Will Smith, the closer who lives to drive his constituency nuts, took the ball. He threw 31 pitches to six batters. None put the ball in play. The Braves’ fielders could only watch, same as us folks hiding behind our couches. What we all beheld was a spectacle that took years off our lives but left us feeling exhilarated enough to run wind sprints in the backyard.
Being, Will Smith, he walked the first two Padres. This brought Fernando Tatis to the plate. On Friday night, in the final inning of a game that began in a different time zone 65 days earlier, Tatis hit the winning home run off the same Smith. The Braves then had to play another game, this a full one. Had they lost again, their lead over Philadelphia in the National League East would have been a half-game.
Three nights later, Braves manager Brian Snitker recalled the moment. “It could have gone the other way fast against a club like this,” he said. “Doesn’t matter how they’re playing. You look at the names on the jersey and the lineup.”

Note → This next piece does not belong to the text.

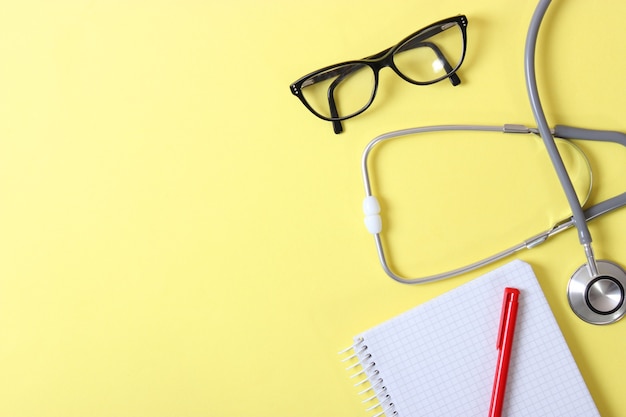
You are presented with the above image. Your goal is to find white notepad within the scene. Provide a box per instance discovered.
[345,260,599,416]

For much of the season, the Padres were among baseball’s best teams. Having lost the completed suspended game the same way Game 1 of the scheduled doubleheader on July 21 — on a Tatis home run, that off Shane Greene, who’s no longer a Brave — Snitker’s team had to pick itself and try again.
We say yet again: These Braves aren’t a great team. They are, however, a stubborn bunch. “We’re a gritty group in there,” Will Smith said Sunday, and the personification of it is ... Will Smith.
Sunday night, bottom of the ninth, two on, Tatis up: Raise your hand if you thought Smith’s next pitch would fly over the center-field fence, just as it happened Friday. But no. Smith threw a curve. Tatis watched it. Strike 1. Two pitches later, Tatis admired a slider. Strike 2. What happened stands as the most dramatic moment in a season of palpitations. Smith dealt a third consecutive slider — no fastballs to Tatis — that ump Greg Gibson adjudged a strike. Tatis came and went without swinging, though not without grousing.
With that, the inning changed. Even though Smith walked Tommy Pham to push the tying run to third, the Braves were done with Tatis. Trent Grisham struck out, also looking, on a 2-2 fastball. Ha-Seong Kim whiffed on a 2-2 fastball. Smith’s inning: three walks, three strikeouts, no hits, no runs and the biggest save of his life.
Asked how he dealt with the agony/ecstasy of this ninth inning, Snitker said: “Not really well.”
Then: “That’s the one thing about Will. He never gives in. He guts through things. It probably bothered him more than it bothered me.”
A series that might have sunk a season ended with the Braves bubbly and buoyant. Max Fried’s shutout in Friday’s nightcap was the season’s biggest win. Saturday’s rallies from three and then four runs down to win in 10 innings was bigger still. Smith’s ninth inning was drama of the highest order.
Counting the suspended game, the Braves finished their trip 7-4. (Remember, they lost the first two in San Francisco.) Snitker again: “It says a lot for our guys and how they compartmentalize things, how they take it a day at a time, how they approach the game, how they prepare for the game. I keep saying that, and maybe it sounds redundant, but they do a great job of living in the present, which is the only thing you can control.”
Now the Braves play Philadelphia, the lead at 2-1/2 games, the magic number at five. The only way the Phillies can leave town in first place is by sweeping three games. Even if Philly goes 6-0 this week, the Braves could force a tiebreaking 163rd game on Oct. 5 — by taking three from the woeful Mets and winning on Oct. 4 against Colorado in a makeup game that won’t be made up unless it matters.
Said Snitker: “It’s what you play for … You wake up, you have a cup of coffee, you can’t eat — all you want to do is go to the ballpark.”